Manchmal steckt hinter einem trocken formulierten Vorstoss im Parlament grosse Tragik. So auch bei der Interpellation des Berner SP-Ständerats Hans Stöckli (65) mit dem Titel «Höhere Flexibilität bei der Anwendung des therapeutischen Quervergleichs».
Dabei geht es um das Schicksal von Patienten mit Cystischer Fibrose (CF). Das ist eine erbliche Lungenkrankheit, die das Atemorgan und die Bauchspeicheldrüse verschleimt und langsam zerstört. Dabei ist vor allem der Krankheitsverlauf in den Kinder- und Jugendjahren entscheidend für die Lebenserwartung.
Klar, dass jedes neue Medikament gegen CF bei den Betroffenen und ihren Familien neue Hoffnung hervorruft. Erst recht, wenn eines wie «Orkambi» auf den Markt kommt, das nicht nur die Folgen der Krankheit lindert, sondern den Defekt an den schleimproduzierenden Drüsen beheben soll.
Bundesrat lehnt neues Medikament als zu teuer ab
Orkambi hat aber auch einen Nachteil, und deshalb ist es ein Politikum: Das in der Schweiz bereits zugelassene Medikament kostet bis zu 200'000 Franken pro Patient. Kosten, die einige wenige Krankenkassen zwar übernehmen, nicht aber die Invalidenversicherung. Für die IV müsste Orkambi auf der Spezialitätenliste stehen, die das Bundesamt für Gesundheit (BAG) festlegt.
Doch das verweigert der Bundesrat – mit Verweis auf das Kosten-Nutzen-Verhältnis.
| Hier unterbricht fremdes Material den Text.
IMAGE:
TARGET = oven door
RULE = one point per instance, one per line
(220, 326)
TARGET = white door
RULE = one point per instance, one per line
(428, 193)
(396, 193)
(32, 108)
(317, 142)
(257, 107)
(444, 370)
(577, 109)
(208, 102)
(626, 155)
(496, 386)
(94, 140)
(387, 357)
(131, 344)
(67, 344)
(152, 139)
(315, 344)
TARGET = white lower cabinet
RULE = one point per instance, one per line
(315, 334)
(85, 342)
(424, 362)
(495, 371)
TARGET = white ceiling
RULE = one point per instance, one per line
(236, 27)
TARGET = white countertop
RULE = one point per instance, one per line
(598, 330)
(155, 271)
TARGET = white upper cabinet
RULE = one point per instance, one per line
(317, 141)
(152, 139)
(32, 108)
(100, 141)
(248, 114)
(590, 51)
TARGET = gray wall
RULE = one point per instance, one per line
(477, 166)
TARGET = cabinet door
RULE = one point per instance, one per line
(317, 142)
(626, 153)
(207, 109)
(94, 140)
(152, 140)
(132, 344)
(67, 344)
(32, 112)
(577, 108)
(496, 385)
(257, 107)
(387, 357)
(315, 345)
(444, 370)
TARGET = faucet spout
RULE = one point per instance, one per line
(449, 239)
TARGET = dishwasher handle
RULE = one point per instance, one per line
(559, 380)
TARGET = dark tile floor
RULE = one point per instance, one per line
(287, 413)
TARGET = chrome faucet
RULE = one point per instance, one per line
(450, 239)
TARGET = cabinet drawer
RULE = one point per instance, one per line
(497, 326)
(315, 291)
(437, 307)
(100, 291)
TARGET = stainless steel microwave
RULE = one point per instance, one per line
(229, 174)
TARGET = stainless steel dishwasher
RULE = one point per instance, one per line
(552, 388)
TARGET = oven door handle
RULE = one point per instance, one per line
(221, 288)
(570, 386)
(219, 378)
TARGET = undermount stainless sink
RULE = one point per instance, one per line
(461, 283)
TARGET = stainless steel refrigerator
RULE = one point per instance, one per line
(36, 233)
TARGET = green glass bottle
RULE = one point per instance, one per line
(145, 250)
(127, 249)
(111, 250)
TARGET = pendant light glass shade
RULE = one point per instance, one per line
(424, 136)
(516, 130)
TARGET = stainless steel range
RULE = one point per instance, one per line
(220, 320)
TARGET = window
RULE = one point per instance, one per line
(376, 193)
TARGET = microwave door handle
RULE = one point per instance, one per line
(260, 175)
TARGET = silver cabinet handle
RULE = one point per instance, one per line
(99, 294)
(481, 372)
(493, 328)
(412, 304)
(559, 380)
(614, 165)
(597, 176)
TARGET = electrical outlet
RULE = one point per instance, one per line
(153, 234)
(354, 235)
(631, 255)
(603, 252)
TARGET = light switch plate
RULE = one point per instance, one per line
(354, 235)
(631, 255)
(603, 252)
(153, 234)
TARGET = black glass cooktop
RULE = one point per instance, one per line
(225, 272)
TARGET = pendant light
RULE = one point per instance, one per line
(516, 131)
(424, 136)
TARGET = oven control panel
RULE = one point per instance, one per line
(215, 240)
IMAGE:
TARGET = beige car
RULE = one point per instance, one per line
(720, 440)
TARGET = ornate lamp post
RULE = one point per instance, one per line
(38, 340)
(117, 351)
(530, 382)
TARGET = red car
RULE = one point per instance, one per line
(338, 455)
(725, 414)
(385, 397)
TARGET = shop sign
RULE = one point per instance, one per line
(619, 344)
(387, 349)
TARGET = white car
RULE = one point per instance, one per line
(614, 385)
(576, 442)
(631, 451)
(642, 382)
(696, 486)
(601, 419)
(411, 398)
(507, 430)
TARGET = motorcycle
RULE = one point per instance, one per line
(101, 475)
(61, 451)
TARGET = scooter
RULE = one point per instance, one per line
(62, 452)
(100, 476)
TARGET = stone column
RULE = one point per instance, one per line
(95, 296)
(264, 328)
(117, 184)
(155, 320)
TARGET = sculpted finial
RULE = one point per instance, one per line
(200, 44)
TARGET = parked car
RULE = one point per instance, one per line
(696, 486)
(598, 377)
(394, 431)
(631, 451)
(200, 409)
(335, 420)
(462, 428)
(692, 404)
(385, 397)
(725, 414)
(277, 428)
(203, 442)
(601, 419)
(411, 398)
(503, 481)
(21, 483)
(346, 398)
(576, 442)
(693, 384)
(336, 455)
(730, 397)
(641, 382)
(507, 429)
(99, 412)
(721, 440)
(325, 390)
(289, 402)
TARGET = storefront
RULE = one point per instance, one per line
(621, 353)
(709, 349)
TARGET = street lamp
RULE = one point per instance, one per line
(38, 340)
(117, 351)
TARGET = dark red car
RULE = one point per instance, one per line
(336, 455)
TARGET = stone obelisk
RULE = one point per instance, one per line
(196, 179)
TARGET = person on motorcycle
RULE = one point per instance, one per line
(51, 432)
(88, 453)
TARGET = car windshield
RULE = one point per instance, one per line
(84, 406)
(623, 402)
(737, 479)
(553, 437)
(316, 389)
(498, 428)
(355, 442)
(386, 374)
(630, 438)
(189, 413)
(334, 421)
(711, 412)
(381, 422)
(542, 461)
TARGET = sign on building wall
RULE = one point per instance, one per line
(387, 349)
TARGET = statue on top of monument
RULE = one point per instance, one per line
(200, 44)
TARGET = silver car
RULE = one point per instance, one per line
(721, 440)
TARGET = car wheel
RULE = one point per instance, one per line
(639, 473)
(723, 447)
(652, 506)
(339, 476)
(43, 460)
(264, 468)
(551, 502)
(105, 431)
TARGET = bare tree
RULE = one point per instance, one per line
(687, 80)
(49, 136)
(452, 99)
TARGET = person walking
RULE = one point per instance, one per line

Das Medikament zeige nicht bei allen Patienten Wirkung.
Hans Stöckli gibt nicht so schnell auf und hakt daher heute Donnerstag im Ständerat nochmals nach. Der Berner will vom Bundesrat wissen, wie er sicherstellt, dass CF-Patienten auch in der Schweiz «raschen und rechtsgleichen Zugang zu überlebensnotwendigen Therapien erhalten». Und wie er insbesondere den betroffenen Kindern helfen will.
Comedian Stefan Büsser erhält «Orkambi» und setzt sich dafür ein
Stöckli erhält dabei prominente Unterstützung von einem der erfolgreichsten Comedians der Schweiz! Stefan Büsser (33) kam mit der Erbkrankheit Cystische Fibrose zur Welt und hat das grosse Glück, dass ihm seine Krankenkasse im Rahmen eines Therapieprojekts Orkambi teilweise bezahlt. Der Rest übernimmt der Hersteller.
Büsser ist über den Entscheid erbost und besorgt zugleich. Die IV, die für Kinder und Jugendliche mit Geburtsschäden zuständig ist, bezahle aufgrund der Zurückhaltung des BAG das Medikament nicht. «Sie setzt damit Kinder dem Risiko eines schnelleren Erstickungstodes aus, das ist für mich unhaltbar.»
Er wirft dem BAG kurzfristiges Denken vor: «Mit der Verzögerung sparen sie jetzt ein paar Millionen bei der IV, die sie aber später, wenn wegen der fehlenden Behandlung die Symptome, Spitalaufenthalte oder gar Lungentransplantationen zunehmen, ausgeben. Hier wird ein perverses Spiel mit der Zeit gespielt, auf dem Rücken von kranken Kindern.»
Von der Wirksamkeit des Medikaments ist Büsser überzeugt. «Mir geht es so gut wie noch nie. Ich kann mehr als 100 Prozent arbeiten, stehe auf der Bühne und hatte dieses Jahr noch keine ambulante Antibiotika-Behandlung nötig. Ich kann mich nicht erinnern, wann das das letzte Mal der Fall war.» Das habe auch Unmengen an Kosten gespart.
Rund 300 weitere Patienten könnten profitieren
Die Nebenwirkungen verschweigt der beliebte Comedian nicht: «Tatsächlich hatte mein Körper anfangs Mühe, mittlerweile arbeitet er sehr gut mit dem Medikament, und ich möchte es nicht missen.»
Neben Büsser könnten aktuell rund 300 weitere Personen von dieser neuen Therapie profitieren. Am CF-Zentrum des Universitätsspitals Zürich werden seit 2016 Cystische-Fibrose-Patienten mit einer fortgeschrittenen Lungenerkrankung mit dem Medikament behandelt. Die Wirkung und mögliche Nebenwirkungen werden engmaschig überwacht.